We stayed in nearby Brides-les-Bains, where the food was pretty bad, too. At least they have some sort of excuse: most of the year they play host to people trying to lose weight, so food isn't a priority. A Logis de France meal had something wrong with every course, apart from the cheese, which tells you something. The blueberries on the fromage frais dessert were still frozen. I still don't know where the strand of tinsel I found in my mouth came from. An honourable exception in Brides-les-Bains was La Petite Auberge. I hope they can keep it up.

Sunday, 10 February 2008

Pan-fried drizzle

I know it has been said before but there are some ghastly expressions used in food writing and restaurant reviewing. Personally I never find my appetite stimulated by hearing that something has been drizzled on, even by virgin olive oil. What's wrong with sprinkle? And anyone who plumps for something in a restaurant review immediately loses my attention. And what's all this professional cook stuff about steaming off, frying off and cooking off? Is it like concrete or industrial glue that has to be left to 'go off'? It turns me off. And what about pan-fried? Is that to distinguish it from, say, dustbin-fried? I know, I know, it's to distinguish it from deep-fried, maybe. But how much food is actually deep fried? Will you be deep-frying that calve's liver?

But the one that tops it all for me is the review that says: 'We washed it down with a nicely chilled rosé.' Ugh! If you have to wash food down it must be disgusting. Or maybe you forgot to chew.

Fear of frying

If I ever get round to publishing a cookery book, I may call it Fear of Frying. I suspect many people never learn to cook because they are afraid, and others give up after a disaster. But cooking is all about experience, and what is a disaster or two? You can always cook something else quickly if you mess up completely - or send out for a pizza. I would encourage people to cook for themselves first and above all to experiment.
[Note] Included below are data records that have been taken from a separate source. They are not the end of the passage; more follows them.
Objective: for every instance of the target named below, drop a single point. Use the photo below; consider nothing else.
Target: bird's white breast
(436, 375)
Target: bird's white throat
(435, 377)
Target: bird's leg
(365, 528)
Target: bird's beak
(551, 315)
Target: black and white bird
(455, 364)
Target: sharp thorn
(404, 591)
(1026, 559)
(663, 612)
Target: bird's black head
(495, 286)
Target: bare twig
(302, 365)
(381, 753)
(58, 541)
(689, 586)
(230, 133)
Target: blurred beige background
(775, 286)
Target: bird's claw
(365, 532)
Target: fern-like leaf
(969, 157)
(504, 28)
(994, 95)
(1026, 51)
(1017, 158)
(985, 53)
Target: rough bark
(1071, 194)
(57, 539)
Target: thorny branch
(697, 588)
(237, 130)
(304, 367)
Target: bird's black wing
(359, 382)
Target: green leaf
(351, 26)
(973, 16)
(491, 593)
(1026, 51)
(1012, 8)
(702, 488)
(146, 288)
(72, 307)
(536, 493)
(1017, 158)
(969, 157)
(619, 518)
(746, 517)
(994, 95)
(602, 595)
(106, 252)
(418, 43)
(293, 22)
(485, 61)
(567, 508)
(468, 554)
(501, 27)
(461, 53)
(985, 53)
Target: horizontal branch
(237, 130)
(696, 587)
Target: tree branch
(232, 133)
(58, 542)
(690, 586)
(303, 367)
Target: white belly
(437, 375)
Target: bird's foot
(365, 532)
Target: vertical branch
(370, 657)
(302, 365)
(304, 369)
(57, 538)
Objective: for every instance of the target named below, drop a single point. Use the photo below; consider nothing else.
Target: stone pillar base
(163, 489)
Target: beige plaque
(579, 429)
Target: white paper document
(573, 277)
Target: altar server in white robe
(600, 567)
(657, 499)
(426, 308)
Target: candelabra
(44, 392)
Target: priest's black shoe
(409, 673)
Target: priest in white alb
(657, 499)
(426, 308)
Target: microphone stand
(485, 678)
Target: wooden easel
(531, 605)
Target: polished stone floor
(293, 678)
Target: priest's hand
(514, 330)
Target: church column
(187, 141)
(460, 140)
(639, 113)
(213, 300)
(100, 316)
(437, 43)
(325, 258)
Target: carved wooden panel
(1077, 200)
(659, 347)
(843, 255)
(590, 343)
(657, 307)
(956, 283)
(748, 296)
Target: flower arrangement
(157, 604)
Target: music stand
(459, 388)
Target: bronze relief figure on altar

Follow recipes but don't be a slave to them. Use what's available or what you already have. There are no rules. You keep trying – and frying – until you get a feel for it.

To take a mundane example: beans on toast. What could go wrong? You burn the toast - you start again. You overheat the beans and they stick to the pan, you scrape them off and eat them. The next time you add some curry spices or herbs, the following time some cut-up sausage. You stir in some cheese. You stir in a different type of cheese. You add Worcester sauce, brown sauce, pickle, peppers. You experiment, you invent. Look in the cupboard, see what you've got. Imagine whether it goes together.

It's a little way from this to making your own cassoulet but you have to start somewhere.